IndexWriterConfig indexWriterConfig = new IndexWriterConfig(new WhitespaceAnalyzer()).setOpenMode(IndexWriterConfig
                .OpenMode.CREATE);
JedisPool jedisPool = new JedisPool(new JedisPoolConfig(), "localhost", 6379);
RedisDirectory redisDirectory = new RedisDirectory(new JedisPoolStream(jedisPool));
IndexWriter indexWriter = new IndexWriter(redisDirectory, indexWriterConfig);
indexWriter.addDocument(...);
indexWriter.close();
redisDirectory.close();

Jedis

IndexWriterConfig indexWriterConfig = new IndexWriterConfig(new WhitespaceAnalyzer()).setOpenMode(IndexWriterConfig
                .OpenMode.CREATE);
RedisDirectory redisDirectory = new RedisDirectory(new JedisStream("localhost", 6379));
IndexWriter indexWriter = new IndexWriter(redisDirectory, indexWriterConfig);
indexWriter.addDocument(...);
indexWriter.close();
redisDirectory.close();

ShardedJedisPool

IndexWriterConfig indexWriterConfig = new IndexWriterConfig(new WhitespaceAnalyzer()).setOpenMode(IndexWriterConfig
                .OpenMode.CREATE);
List<JedisShardInfo> shards = new ArrayList<>();
JedisShardInfo si = new JedisShardInfo("localhost", 6379);
shards.add(si);
JedisPoolConfig jedisPoolConfig = new JedisPoolConfig();
ShardedJedisPool shardedJedisPool = new ShardedJedisPool(jedisPoolConfig, shards);
RedisDirectory redisDirectory = new RedisDirectory(new ShardedJedisPoolStream(shardedJedisPool));
IndexWriter indexWriter = new IndexWriter(redisDirectory, indexWriterConfig);
indexWriter.addDocument(...);
indexWriter.close();
redisDirectory.close();

File is divided into blocks and stored as HASH in redis in binary format that can be loaded on demand. You can customise the block size by modifying the DEFAULT_BUFFER_SIZE in config file.

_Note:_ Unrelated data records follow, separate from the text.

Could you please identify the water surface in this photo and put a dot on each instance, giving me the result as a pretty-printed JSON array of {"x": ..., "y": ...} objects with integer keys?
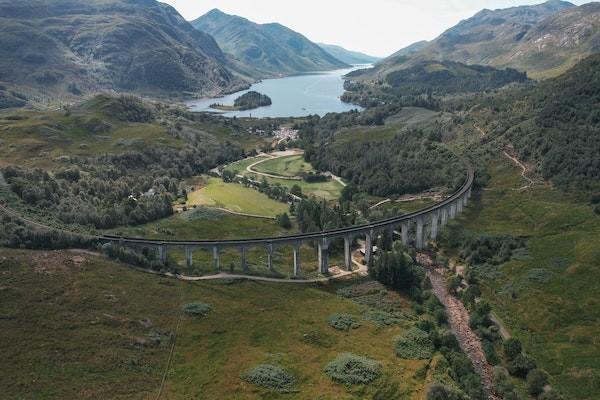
[{"x": 294, "y": 96}]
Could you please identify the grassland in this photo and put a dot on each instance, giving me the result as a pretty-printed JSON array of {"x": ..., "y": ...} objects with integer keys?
[
  {"x": 329, "y": 190},
  {"x": 37, "y": 138},
  {"x": 236, "y": 198},
  {"x": 285, "y": 166},
  {"x": 550, "y": 300},
  {"x": 78, "y": 326}
]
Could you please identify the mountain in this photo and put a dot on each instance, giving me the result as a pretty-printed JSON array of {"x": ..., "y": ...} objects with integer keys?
[
  {"x": 271, "y": 49},
  {"x": 413, "y": 48},
  {"x": 62, "y": 48},
  {"x": 348, "y": 56},
  {"x": 554, "y": 124},
  {"x": 544, "y": 39}
]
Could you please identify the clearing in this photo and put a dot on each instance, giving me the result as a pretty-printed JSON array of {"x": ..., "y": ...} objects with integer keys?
[{"x": 236, "y": 198}]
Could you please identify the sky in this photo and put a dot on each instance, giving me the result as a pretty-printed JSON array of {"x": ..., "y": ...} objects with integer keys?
[{"x": 375, "y": 27}]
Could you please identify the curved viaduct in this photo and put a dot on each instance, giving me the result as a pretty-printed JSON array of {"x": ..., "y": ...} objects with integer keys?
[{"x": 415, "y": 228}]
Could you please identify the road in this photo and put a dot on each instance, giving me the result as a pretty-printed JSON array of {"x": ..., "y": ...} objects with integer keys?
[{"x": 281, "y": 154}]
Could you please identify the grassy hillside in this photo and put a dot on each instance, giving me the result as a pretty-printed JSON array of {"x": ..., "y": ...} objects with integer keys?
[
  {"x": 348, "y": 56},
  {"x": 271, "y": 49},
  {"x": 77, "y": 326},
  {"x": 236, "y": 198},
  {"x": 543, "y": 40},
  {"x": 553, "y": 126},
  {"x": 548, "y": 299},
  {"x": 130, "y": 46}
]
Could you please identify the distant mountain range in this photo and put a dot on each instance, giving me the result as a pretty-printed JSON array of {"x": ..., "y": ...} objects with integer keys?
[
  {"x": 544, "y": 40},
  {"x": 63, "y": 48},
  {"x": 269, "y": 49},
  {"x": 348, "y": 56}
]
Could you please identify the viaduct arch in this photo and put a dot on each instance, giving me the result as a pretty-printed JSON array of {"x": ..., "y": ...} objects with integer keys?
[{"x": 415, "y": 227}]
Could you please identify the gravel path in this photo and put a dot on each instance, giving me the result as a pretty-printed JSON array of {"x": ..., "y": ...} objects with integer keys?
[{"x": 458, "y": 316}]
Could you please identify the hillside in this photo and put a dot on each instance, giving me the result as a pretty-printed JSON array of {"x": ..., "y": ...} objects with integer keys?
[
  {"x": 543, "y": 40},
  {"x": 271, "y": 49},
  {"x": 422, "y": 83},
  {"x": 348, "y": 56},
  {"x": 64, "y": 48},
  {"x": 559, "y": 133},
  {"x": 413, "y": 48}
]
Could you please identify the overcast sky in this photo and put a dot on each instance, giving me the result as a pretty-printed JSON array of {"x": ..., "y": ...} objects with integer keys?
[{"x": 376, "y": 27}]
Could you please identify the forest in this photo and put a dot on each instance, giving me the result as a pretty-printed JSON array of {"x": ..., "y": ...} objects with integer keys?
[{"x": 410, "y": 162}]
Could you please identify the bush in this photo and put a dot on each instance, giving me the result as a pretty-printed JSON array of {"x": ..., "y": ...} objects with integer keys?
[
  {"x": 521, "y": 366},
  {"x": 196, "y": 309},
  {"x": 550, "y": 395},
  {"x": 269, "y": 376},
  {"x": 381, "y": 318},
  {"x": 503, "y": 385},
  {"x": 343, "y": 322},
  {"x": 351, "y": 369},
  {"x": 512, "y": 348},
  {"x": 536, "y": 381},
  {"x": 415, "y": 344},
  {"x": 437, "y": 391},
  {"x": 284, "y": 221}
]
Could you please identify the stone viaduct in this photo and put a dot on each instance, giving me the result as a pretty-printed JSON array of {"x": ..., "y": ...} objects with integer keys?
[{"x": 414, "y": 229}]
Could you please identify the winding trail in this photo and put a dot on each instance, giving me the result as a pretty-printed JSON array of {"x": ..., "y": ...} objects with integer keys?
[
  {"x": 524, "y": 169},
  {"x": 458, "y": 316},
  {"x": 282, "y": 154}
]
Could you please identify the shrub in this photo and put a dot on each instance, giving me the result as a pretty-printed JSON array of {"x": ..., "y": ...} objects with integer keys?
[
  {"x": 550, "y": 395},
  {"x": 415, "y": 344},
  {"x": 437, "y": 391},
  {"x": 343, "y": 322},
  {"x": 536, "y": 381},
  {"x": 490, "y": 353},
  {"x": 351, "y": 369},
  {"x": 512, "y": 348},
  {"x": 196, "y": 309},
  {"x": 381, "y": 318},
  {"x": 269, "y": 376},
  {"x": 503, "y": 385},
  {"x": 521, "y": 366},
  {"x": 441, "y": 317}
]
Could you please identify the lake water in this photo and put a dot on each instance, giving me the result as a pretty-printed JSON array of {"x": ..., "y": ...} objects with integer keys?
[{"x": 294, "y": 96}]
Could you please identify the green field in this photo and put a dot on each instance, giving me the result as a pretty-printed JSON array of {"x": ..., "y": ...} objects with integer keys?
[
  {"x": 93, "y": 329},
  {"x": 550, "y": 300},
  {"x": 329, "y": 190},
  {"x": 236, "y": 198},
  {"x": 291, "y": 166}
]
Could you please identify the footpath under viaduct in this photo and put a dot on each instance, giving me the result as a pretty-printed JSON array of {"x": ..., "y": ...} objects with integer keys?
[{"x": 414, "y": 229}]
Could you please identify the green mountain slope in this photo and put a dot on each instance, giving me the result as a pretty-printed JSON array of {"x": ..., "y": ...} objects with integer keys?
[
  {"x": 555, "y": 125},
  {"x": 543, "y": 40},
  {"x": 413, "y": 48},
  {"x": 348, "y": 56},
  {"x": 271, "y": 49},
  {"x": 62, "y": 48}
]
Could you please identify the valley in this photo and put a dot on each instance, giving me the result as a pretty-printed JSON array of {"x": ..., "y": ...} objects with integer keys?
[{"x": 202, "y": 203}]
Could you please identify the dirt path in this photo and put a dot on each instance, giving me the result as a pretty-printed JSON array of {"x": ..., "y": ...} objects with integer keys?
[
  {"x": 524, "y": 169},
  {"x": 458, "y": 316},
  {"x": 280, "y": 154}
]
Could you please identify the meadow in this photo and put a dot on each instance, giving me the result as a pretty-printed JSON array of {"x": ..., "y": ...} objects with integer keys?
[
  {"x": 291, "y": 166},
  {"x": 78, "y": 326},
  {"x": 236, "y": 198},
  {"x": 329, "y": 190}
]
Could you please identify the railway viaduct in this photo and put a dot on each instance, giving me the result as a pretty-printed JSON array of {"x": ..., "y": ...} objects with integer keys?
[{"x": 414, "y": 229}]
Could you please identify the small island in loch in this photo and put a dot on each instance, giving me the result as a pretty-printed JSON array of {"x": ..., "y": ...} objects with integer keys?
[{"x": 247, "y": 101}]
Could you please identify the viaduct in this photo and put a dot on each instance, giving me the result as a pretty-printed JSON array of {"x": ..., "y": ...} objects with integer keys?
[{"x": 414, "y": 229}]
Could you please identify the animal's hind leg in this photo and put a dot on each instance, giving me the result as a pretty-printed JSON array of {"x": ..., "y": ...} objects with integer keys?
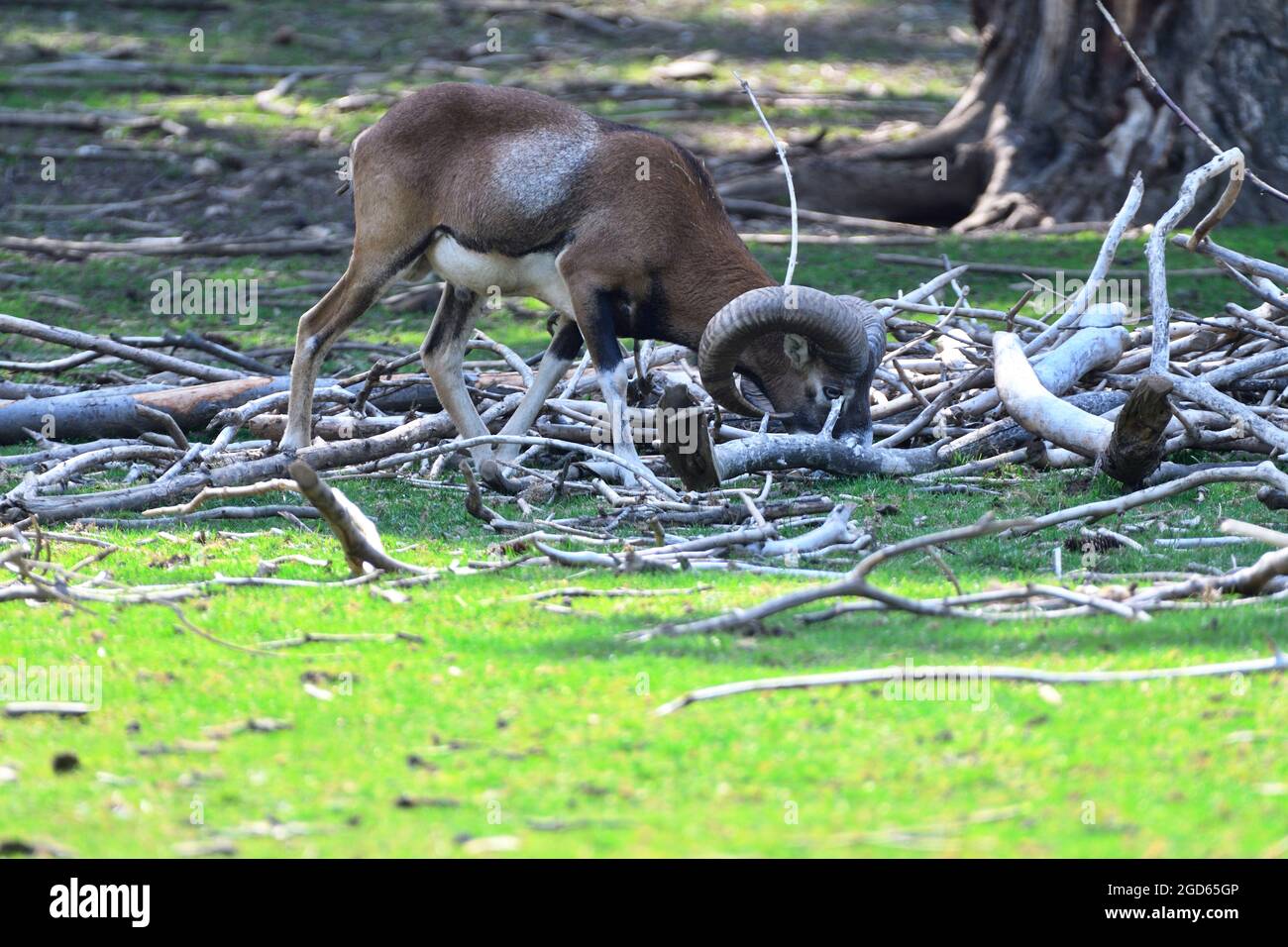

Remember its a 1 time intialization once index is created on a particular size it can't be changed; higher block size causes lower fragmentation.

The index files will store in redis as follows:
directory metadata (user definition) => index file name => index file length
file metadata (user definition) => @index file name:block number => the block values

TODO

I've just started. Have to:

  • Include support for Snappy compression to compress file block.
  • Rock solid JUNIT test cases for each class.
  • Enable atomic operations on RedisFile, this will allow multiple connections to manipulate single file.
  • Redundancy support, maintain multiple copies of a file (or its blocks).

Simple Performance Test ( Windows 7, i7 4790CPU, 8GB, Redis-x64-3.2 )

On my computer with windows redis downloaded from here developed by MSOpenTech. In command line, I run RedisDirectory jar file with arguments like this java -Xms1024m -Xmx5120m -jar RedisDirectory-0.0.1.jar, and the performance test results are as below. When the redis as the store engine, before the program start I will run flushall in redis and after the program done, I get the index size by info in redis commands line.

Type Documents Fields Write Time Search Time(10 million) Index Size
RamDirectory 10 million 15 303s 278s 2.63G(Approximately)
MMapDirectory 10 million 15 381s 307s 2.59G
RedisDirectory (JedisPool) 10 million 15 423s 632s used_memory_human:2.67G
RedisDirectory (Jedis) 10 million 15 452s 536s used_memory_human:2.67G
RedisDirectory (ShardedJedisPool) 10 million 15 477s 790s used_memory_human:2.67G

The above test did not compress the index file. You can customise the compress index file or not by modifying COMPRESS_FILE=false in config file. Under normal circumstances, in the local machine test, compressed file performance is not as good as uncompressed file performance. In the 10 million of documents test, the compression index file consumes write time about 680s.

RedisDirectory Architecture

RedisDirectory Architecture

Related Project

License

Copyright 2016 Xu Wang

Licensed under the Apache License, Version 2.0 (the "License"); you may not use this file except in compliance with the License. You may obtain a copy of the License at http://www.apache.org/licenses/LICENSE-2.0

Unless required by applicable law or agreed to in writing, software distributed under the License is distributed on an "AS IS" BASIS, WITHOUT WARRANTIES OR CONDITIONS OF ANY KIND, either express or implied. See the License for the specific language governing permissions and limitations under the License.